Kozak consensus sequence
The Kozak consensus sequence, Kozak consensus or Kozak sequence is a sequence which occurs on eukaryotic mRNA and has the consensus (gcc)gccRccAUGG. The Kozak consensus sequence plays a major role in the initiation of the translation process.[1] The sequence was named after the scientist who discovered it, Marilyn Kozak.
The sequence is identified by the notation (gcc)gccRccAUGG, which summarizes data analysed by Kozak from a wide variety of sources (about 699 in all)[2] as follows:
- a lower-case letter denotes the most common base at a position where the base can nevertheless vary;
- upper-case letters indicate highly conserved bases, i.e. the 'AUGG' sequence is constant or rarely, if ever, changes, with the exception being the IUPAC ambiguity code [3] 'R' which indicates that a purine (adenine or guanine) is always observed at this position (with adenine being claimed by Kozak to be more frequent); and
- the sequence in parentheses (gcc) is of uncertain significance.

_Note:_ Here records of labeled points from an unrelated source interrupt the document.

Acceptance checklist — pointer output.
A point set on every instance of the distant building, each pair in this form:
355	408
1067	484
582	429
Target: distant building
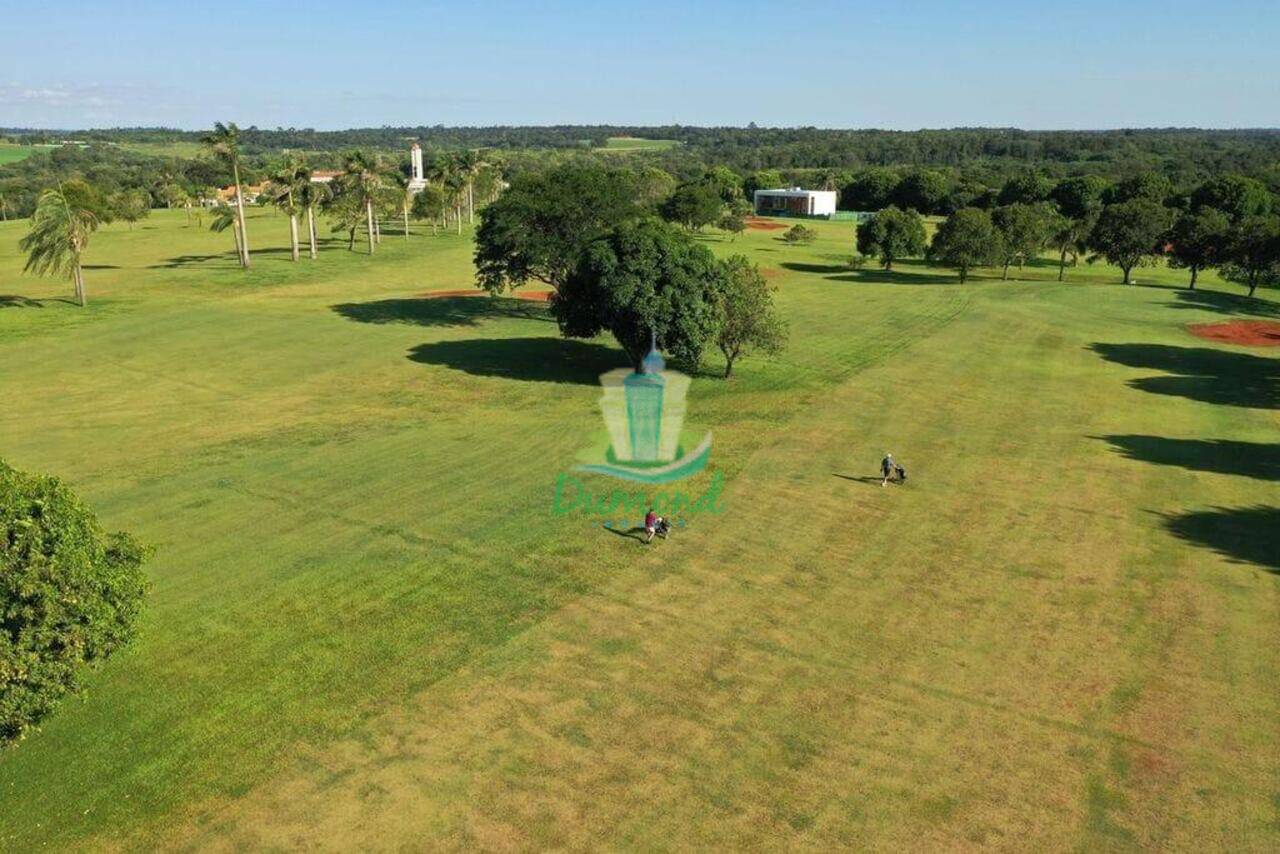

Kozak's paper was limited to a subset of vertebrates (i.e. human, cow, cat, dog, chicken, guinea pig, hamster, mouse, pig, rabbit, sheep, and xenopus).
Contents
Introduction[edit]
This sequence on an mRNA molecule is recognized by the ribosome as the translational start site, from which a protein is coded by that mRNA molecule. The ribosome requires this sequence, or a possible variation (see below) to initiate translation. The Kozak sequence is not to be confused with the ribosomal binding site (RBS), that being either the 5' cap of a messenger RNA or an Internal ribosome entry site (IRES).
In vivo, this site is often not matched exactly on different mRNAs and the amount of protein synthesized from a given mRNA is dependent on the strength of the Kozak sequence.[4] Some nucleotides in this sequence are more important than others: the AUG is most important because it is the actual initiation codon encoding a methionine amino acid at the N-terminus of the protein. (Rarely, GUG is used as an initiation codon, but methionine is still the first amino acid as it is the met-tRNA in the initiation complex that binds to the mRNA.) The A nucleotide of the "AUG" is referred to as number 1. For a 'strong' consensus, the nucleotides at positions +4 (i.e. G in the consensus) and -3 (i.e. either A or G in the consensus) relative to the number 1 nucleotide must both match the consensus (there is no number 0 position). An 'adequate' consensus has only 1 of these sites, while a 'weak' consensus has neither. The cc at -1 and -2 are not as conserved, but contribute to the overall strength.[5] There is also evidence that a G in the -6 position is important in the initiation of translation.[1]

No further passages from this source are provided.